My tilt-trim gauge is pegged down to the bottom(off scale) removed sending unit bad wire it checks okay per manual on an ohm meter,however after hooking back up still pegged I only have 6.67 volts at the sending connection at the back of the gauge. Can't find a unit anywhere and I wonder if it is the gauge rather than the sending unit??


----------



## DOUBLE "D" & LV (Oct 2, 2007)

Could be. Usually they have battery voltage at the gauge terminal. Could be a bad power wire also.


----------



## Crayfishtom (Oct 31, 2008)

Thanks, I just pullsed the gauge and figured to try what a mechanic told me to put 12V to the sender lug and ground connected and it would move..no movement so gauge must be shot.


----------



## Danno (Oct 17, 2007)

Educate me.

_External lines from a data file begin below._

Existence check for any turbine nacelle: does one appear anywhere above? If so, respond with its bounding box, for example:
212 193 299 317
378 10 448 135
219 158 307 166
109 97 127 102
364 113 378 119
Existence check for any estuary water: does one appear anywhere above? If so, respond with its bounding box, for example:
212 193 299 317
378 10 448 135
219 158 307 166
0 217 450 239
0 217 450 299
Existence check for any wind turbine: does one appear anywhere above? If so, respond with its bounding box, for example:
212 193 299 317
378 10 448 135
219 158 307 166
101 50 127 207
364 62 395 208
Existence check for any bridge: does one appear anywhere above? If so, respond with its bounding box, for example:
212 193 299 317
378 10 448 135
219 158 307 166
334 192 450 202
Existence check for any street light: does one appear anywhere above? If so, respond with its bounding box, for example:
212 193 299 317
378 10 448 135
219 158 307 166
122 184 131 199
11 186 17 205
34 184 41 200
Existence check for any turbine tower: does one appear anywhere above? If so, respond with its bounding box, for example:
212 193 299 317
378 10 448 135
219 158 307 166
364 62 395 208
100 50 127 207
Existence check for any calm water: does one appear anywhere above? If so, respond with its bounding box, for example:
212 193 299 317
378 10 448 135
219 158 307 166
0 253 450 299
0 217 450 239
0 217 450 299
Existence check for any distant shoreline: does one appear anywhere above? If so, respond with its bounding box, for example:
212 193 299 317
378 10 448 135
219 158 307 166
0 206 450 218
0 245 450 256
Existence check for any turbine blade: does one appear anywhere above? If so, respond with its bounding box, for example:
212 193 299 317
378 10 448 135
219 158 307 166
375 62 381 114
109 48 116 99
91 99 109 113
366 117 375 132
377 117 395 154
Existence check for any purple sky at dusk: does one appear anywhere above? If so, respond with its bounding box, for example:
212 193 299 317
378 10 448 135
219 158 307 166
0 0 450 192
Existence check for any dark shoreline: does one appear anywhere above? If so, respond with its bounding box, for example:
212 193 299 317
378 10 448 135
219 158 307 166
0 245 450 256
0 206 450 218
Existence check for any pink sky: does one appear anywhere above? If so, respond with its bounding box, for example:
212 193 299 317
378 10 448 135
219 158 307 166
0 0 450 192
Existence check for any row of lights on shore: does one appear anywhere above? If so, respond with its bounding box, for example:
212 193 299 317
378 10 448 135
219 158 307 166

Do these gauges work based on the amount of voltage being sent from the sending unit to the gauge? Example on a 12v system the gauge is receiving 6v, would it be at the halfway mark? Very rough example.


----------



## Crayfishtom (Oct 31, 2008)

GOOD QUESTION,THE SENDER IS NOTHING BUT A POTENTIOMETER ,SO IF i'M GETTING ONLY APPROX. 6 VOLTS THEN LIKE YOU SAY SHOULD BE READING APPROX. HALF SCALE. i KNOW THE SENDING UNIT IS WITHIN SPEC FOR OHM'S PER THE MANUAL AND IF i MOVE THE LEVER ARM ON THE UNIT THE RESISTANCE(OHM'S) CHANGE AND NO MOVEMENT OF THE OLD GAUGE IF 12 VOLTS IS APPLIED DIRECTLY. ORDERED NEW GAUGE SHOULD BE IN IN A DAY OR SO, WE WILL SEE THEN. tHANKS FOR RESPONSES.


----------



## DOUBLE "D" & LV (Oct 2, 2007)

The gauge should have battery voltage at the ignition terminal, and a good ground to the ground terminal. Then short the sending unit terminal on the gauge to the ground terminal and the gauge should peg one way. When the short is removed, it should go to the opposite extreme.


----------



## Crayfishtom (Oct 31, 2008)

Double"D" I did that and still no movement, ordered a new gauge and should get it today, Thanks for the input and help.

Tom


----------